From IBD:
Posted 3/22/2006
Congress: The election may be eight months off. But with voters favoring Democrats 55%-39% in House races(at least according to polls published by an obviously hopeful media), and with Democrats only 15 seats short of control, it's not too early to think about the possibilities.
Think, for example, about impeachment. Should the House change hands, John Conyers would become chairman of the Judiciary Committee. Last December, he proposed impeaching President Bush on the charge of failing to provide enough information before the Iraq War. Under a Democratic House, impeachment would be the judiciary panel's first order of business.

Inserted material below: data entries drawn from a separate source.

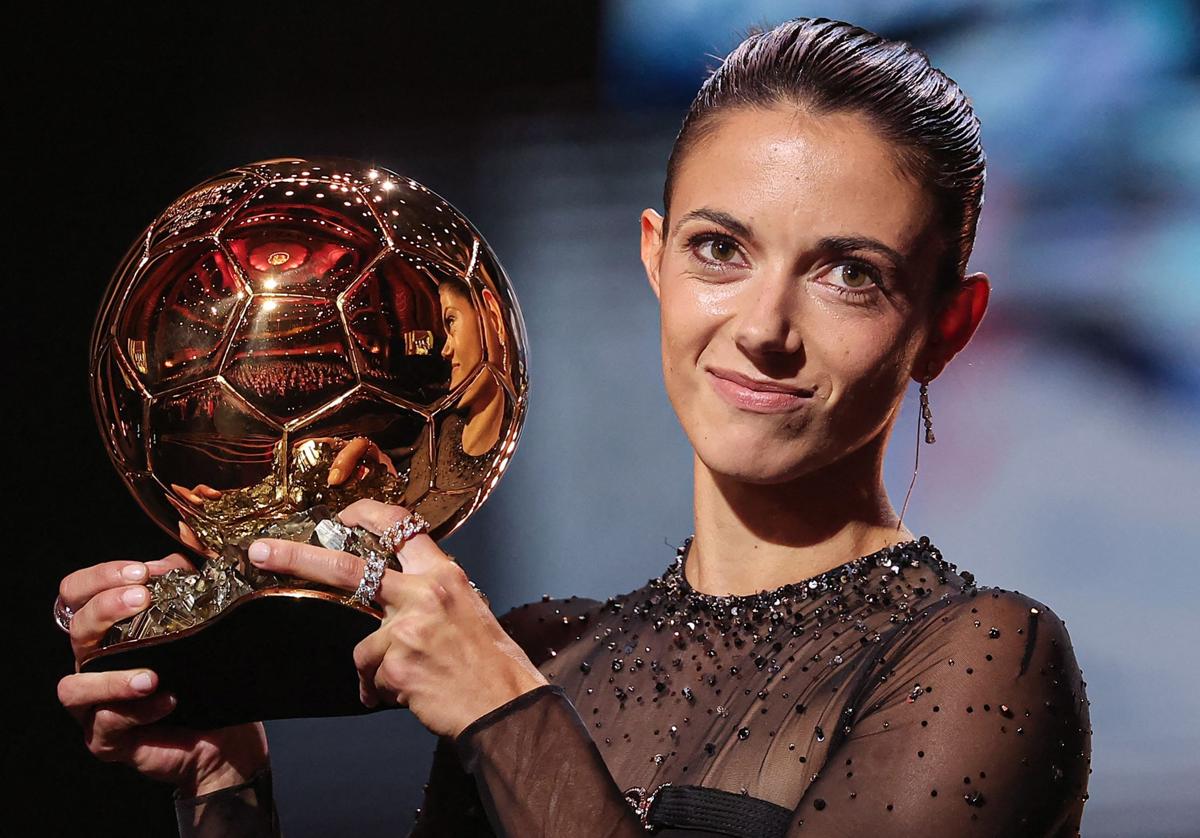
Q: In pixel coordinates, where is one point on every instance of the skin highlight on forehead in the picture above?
(827, 174)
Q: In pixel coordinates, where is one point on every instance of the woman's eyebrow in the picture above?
(718, 217)
(844, 244)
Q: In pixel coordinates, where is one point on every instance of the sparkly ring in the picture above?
(372, 574)
(63, 615)
(395, 536)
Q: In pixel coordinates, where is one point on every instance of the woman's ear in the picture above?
(652, 246)
(953, 327)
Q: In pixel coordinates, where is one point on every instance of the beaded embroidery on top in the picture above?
(673, 587)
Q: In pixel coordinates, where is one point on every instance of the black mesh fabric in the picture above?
(886, 696)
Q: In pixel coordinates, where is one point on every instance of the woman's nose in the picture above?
(768, 317)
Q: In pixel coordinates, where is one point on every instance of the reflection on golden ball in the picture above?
(292, 310)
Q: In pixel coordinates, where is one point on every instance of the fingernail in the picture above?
(258, 552)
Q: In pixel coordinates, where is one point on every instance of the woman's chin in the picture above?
(754, 466)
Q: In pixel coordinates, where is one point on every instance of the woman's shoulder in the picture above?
(547, 624)
(995, 614)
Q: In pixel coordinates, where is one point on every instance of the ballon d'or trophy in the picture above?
(274, 319)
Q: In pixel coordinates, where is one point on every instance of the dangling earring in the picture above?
(927, 417)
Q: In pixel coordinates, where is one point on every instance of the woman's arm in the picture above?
(539, 772)
(243, 810)
(975, 723)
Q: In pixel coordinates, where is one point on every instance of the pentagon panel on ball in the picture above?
(285, 339)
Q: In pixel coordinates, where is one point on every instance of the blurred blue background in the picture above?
(1067, 431)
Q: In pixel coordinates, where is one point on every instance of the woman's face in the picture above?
(463, 347)
(793, 285)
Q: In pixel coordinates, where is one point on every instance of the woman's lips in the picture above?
(747, 394)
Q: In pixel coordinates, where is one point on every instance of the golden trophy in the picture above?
(274, 321)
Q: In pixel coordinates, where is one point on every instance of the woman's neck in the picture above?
(485, 414)
(753, 537)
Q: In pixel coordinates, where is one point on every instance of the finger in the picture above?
(83, 690)
(97, 615)
(347, 459)
(111, 719)
(318, 564)
(419, 554)
(78, 587)
(367, 657)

Conyers would personify what would be the most liberal House of Representatives ever. A founder of the Congressional Black Caucus, he used the '60s riots in his district of Detroit as a pretext to call for government-guaranteed income, and he opposed President Johnson on Vietnam as soon as he entered Congress in 1965.
The speaker of this liberal House would be San Francisco's Nancy Pelosi. Among her many left-of-center stands is her embrace of John Murtha's call to bring the troops home from Iraq in six months. Murtha himself would likely resume his chairmanship of the Appropriations Committee's defense subcommittee. That means the man holding the Pentagon's purse would believe "the vast majority of the Iraqi people now view (U.S. troops) as occupiers, not as liberators."
The House Budget Committee would almost certainly be headed by John Spratt of South Carolina. He is Pelosi's point man on the budget and an ardent opponent of Bush's Social Security reform. Say goodbye to all hopes of taming entitlement spending. And say hello to possible tax hikes. Spratt thinks Bush's father "did the right thing" in 1990 when he broke his "no new taxes" pledge.
The House Government Reform Committee would be chaired by Henry Waxman, from Los Angeles' liberal west side. Last week, he accused Bush of "placing himself above the Constitution" for signing a budget resolution. Maybe Waxman could add "illegal budgeting" to Conyers' articles of impeachment.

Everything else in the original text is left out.